LZBE: an LZ-style compressor supporting $O(\log n)$-time random access
Hiroki Shibata, Yuto Nakashima, Yutaro Yamaguchi, Shunsuke Inenaga
TL;DR
This work introduces LZ-Begin-End (LZBE), a restricted LZ-like factorization where each copy factor refers to a contiguous block of preceding factors, enabling efficient random access. It proves that any context-free grammar can be transformed into an equivalent LZBE factorization of the same size and shows that the greedy LZBE factorization can be asymptotically smaller than the smallest grammar in some cases, establishing a separation between LZBE and grammar-based compression. The authors present a linear-space data structure combining interval-biased search trees and symmetric centroid path decomposition to achieve $O(\log n)$-time random access for LZBE-compressed strings, and a linear-time algorithm to compute the greedy LZBE factorization using a suffix-tree-based framework with advanced ancestorship structures. Together, these results position LZBE as a powerful, query-friendly compression scheme that balances strong representation with practical access efficiency.
Abstract
An LZ-like factorization of a string divides it into factors, each being either a single character or a copy of a preceding substring.
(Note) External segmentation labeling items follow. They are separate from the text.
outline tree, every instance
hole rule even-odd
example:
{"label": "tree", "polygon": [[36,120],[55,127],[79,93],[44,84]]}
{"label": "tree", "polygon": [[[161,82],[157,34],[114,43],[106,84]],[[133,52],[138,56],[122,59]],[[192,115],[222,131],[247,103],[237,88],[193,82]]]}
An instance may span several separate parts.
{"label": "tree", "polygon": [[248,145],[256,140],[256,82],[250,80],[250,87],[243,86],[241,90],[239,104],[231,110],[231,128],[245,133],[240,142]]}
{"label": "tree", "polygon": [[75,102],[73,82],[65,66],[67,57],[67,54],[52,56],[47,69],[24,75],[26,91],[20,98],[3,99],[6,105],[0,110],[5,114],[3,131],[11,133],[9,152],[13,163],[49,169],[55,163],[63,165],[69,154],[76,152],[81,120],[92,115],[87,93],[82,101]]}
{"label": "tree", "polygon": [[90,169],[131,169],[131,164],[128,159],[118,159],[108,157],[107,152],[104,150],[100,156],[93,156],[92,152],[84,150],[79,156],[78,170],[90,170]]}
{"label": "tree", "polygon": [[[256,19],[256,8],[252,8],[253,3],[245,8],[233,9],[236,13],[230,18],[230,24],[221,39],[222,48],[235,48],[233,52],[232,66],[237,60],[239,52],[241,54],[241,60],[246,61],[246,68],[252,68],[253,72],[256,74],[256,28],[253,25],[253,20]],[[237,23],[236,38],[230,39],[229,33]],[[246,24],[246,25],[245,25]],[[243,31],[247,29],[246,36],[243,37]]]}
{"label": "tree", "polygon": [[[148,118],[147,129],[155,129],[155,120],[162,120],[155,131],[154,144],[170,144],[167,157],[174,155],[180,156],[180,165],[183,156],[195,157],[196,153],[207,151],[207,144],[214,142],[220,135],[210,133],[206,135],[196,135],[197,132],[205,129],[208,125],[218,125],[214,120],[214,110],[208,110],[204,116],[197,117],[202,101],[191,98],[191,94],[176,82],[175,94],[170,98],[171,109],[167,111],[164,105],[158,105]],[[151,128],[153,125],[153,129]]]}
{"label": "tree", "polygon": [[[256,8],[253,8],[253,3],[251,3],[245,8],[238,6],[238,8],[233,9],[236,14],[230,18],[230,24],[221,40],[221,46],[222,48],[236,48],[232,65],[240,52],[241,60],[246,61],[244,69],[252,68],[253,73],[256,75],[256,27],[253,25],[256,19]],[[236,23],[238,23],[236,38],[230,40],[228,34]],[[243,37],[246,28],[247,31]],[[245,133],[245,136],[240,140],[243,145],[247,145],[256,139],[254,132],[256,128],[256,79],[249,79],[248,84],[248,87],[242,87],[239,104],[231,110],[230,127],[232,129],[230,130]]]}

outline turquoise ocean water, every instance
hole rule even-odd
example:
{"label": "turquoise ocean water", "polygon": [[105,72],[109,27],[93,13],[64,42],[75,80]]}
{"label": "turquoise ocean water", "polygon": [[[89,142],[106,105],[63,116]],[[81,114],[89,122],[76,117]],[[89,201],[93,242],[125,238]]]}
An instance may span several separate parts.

While grammar-based compression schemes support efficient random access with space linear in the compressed size, no comparable guarantees are known for general LZ-like factorizations. This limitation motivated restricted variants such as LZ-End [Kreft and Navarro, 2013] and height-bounded LZ (LZHB) [Bannai et al., 2024], which trade off some compression efficiency for faster access. In this paper, we introduce LZ-Begin-End (LZBE), a new LZ-like variant in which every copy factor must refer to a contiguous sequence of preceding factors. This structural restriction ensures that any context-free grammar can be transformed into an LZBE factorization of the same size. We further study the greedy LZBE factorization, which selects each copy factor to be as long as possible while processing the input from left to right, and show that it can be computed in linear time. Moreover, we exhibit a family of strings for which the greedy LZBE factorization is asymptotically smaller than the smallest grammar. These results demonstrate that the LZBE scheme is strictly more expressive than grammar-based compression in the worst case. To support fast queries, we propose a data structure for LZBE-compressed strings that permits O(log n)-time random access within space linear in the compressed size, where n is the length of the input string.